1. The patient is focused on passive treatment
- "I've been going to this practitioner for 10 years who always keeps my back in alignment"
- Since I've never seen a patient for 10 years, and yes, I've been practicing longer than that, my question is, "What do you really think they're doing for you?
- We need to get our patients away from treatments that they think they need repeatedly and get them responsible for their health and well being.
- An education on temporal effects of manual therapy, and the need to constantly self-reinforce the treatments received in the clinic is always in order for lasting improvement and prevention of recurrence
2. The patient's head is filled with doom and gloom over their condition
- If they've had scans, EMGs, etc., do not look at them, get the emphasis away on thought viruses
- In terms of ruling out, do not worry, if their was a nonmechanical reason why they have their complaints, those tests would have ruled them out (fracture, tumor)

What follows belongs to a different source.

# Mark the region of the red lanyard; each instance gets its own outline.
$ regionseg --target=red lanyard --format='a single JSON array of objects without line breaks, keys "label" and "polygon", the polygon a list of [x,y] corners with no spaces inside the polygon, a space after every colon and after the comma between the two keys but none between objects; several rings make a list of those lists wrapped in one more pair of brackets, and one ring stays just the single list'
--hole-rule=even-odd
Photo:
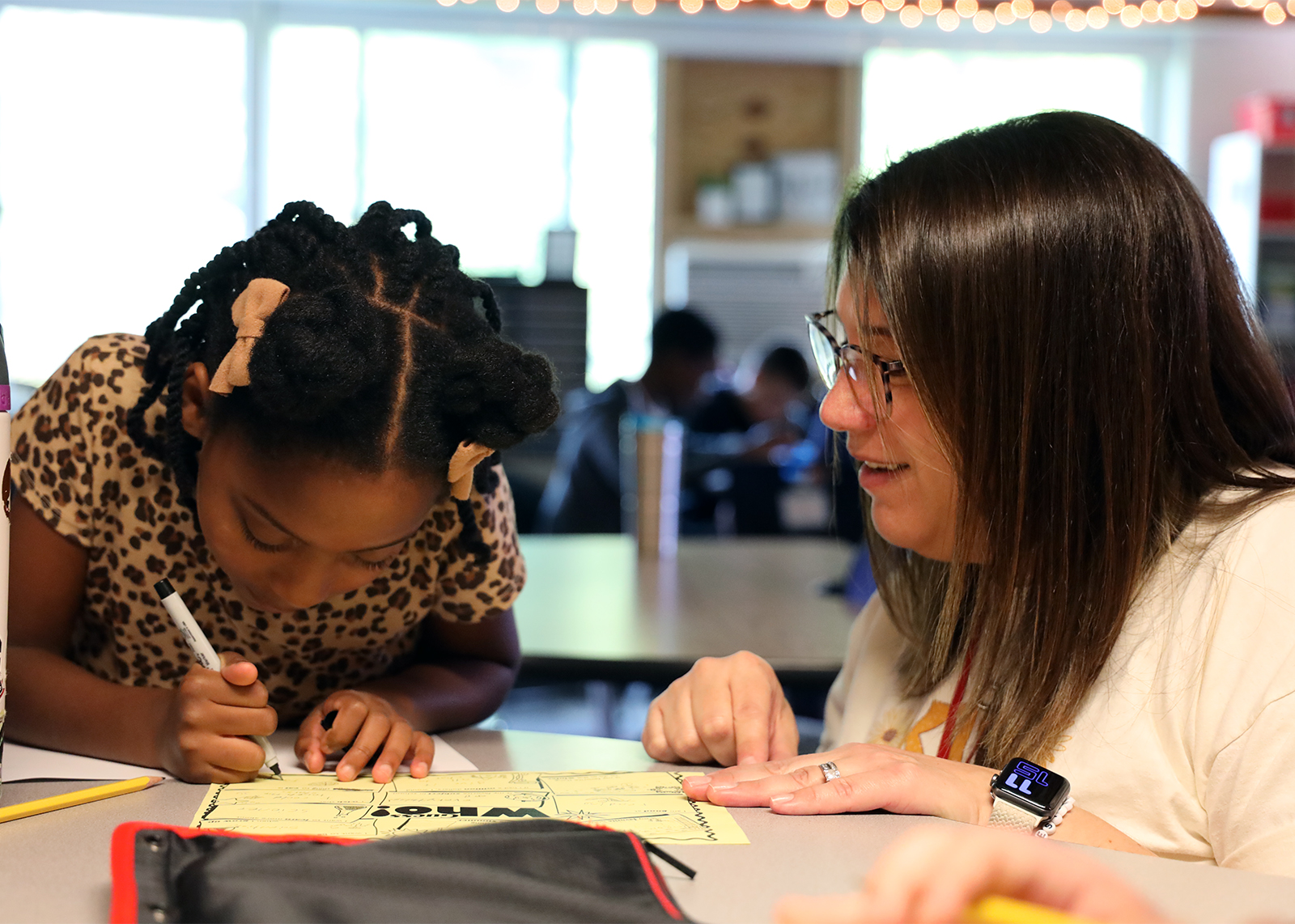
[{"label": "red lanyard", "polygon": [[953,701],[949,703],[949,714],[944,720],[944,734],[940,735],[940,749],[935,752],[936,757],[943,760],[949,758],[949,753],[953,751],[953,729],[958,721],[958,707],[962,705],[962,694],[967,688],[967,676],[971,673],[971,655],[975,651],[975,646],[967,648],[967,657],[962,663],[962,674],[958,677],[958,685],[953,688]]}]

- My treatment is based on my evaluation - not what your back and neck looks like lying in a tube
- That does not tell us how well you move, your functional levels, etc
- Education on false positives, what the average body part looks like under scanning, research showing both knees look the same under scans, 30-80% of the population having positive findings and still being asymptomatic are all warranted, and should be where you start.

3. The source of the pain is not the location of the pain
4. They have been to a "insert endless sea of practitioners here" and it did not help
- Endless passive treatments
- No education or prevention
- No emphasis on home exercises or correction
- No 1:1 care
- I try not to listen or to emphasize what has worked or not worked in the past. Depending on my mood, I usually say "Let's just start fresh and you may have been doing what was best for you before, but the condition may be different, even if it feels the same."
5. The patient repeatedly tells you nothing they do aggravates their complaints
- You have to be dead to be doing nothing
-
If it's nothing, it often equals sitting, or absent minded activities such as:
- Flared up lumbar spine - 6 hours of studying until 3AM, then 3 to 4 hours of sleep - nightly
- Flared up TMJ - caught reading her iPhone in the waiting room with head side bend away from the involved side and with her other hand resting on the left mandible - not a WB joint!
- They say the physical therapy exercises that worked in the clinic did not work at home
they are doing them wrong
- direction (Cervical SB away instead of toward Sx)
- form
- They are not doing them enough (2 to 3 times a day) when instructed to be hourly
- They added extra exercises other than what you showed them
So the history rarely matters. If they tell you nothing is aggravating their complaints, be a detective and ask more about what they do throughout the day, just prior to or during their flareup.
In short, a patient's history matters and also does not matter, although I lean toward it mattering more which is why I wrote that post first.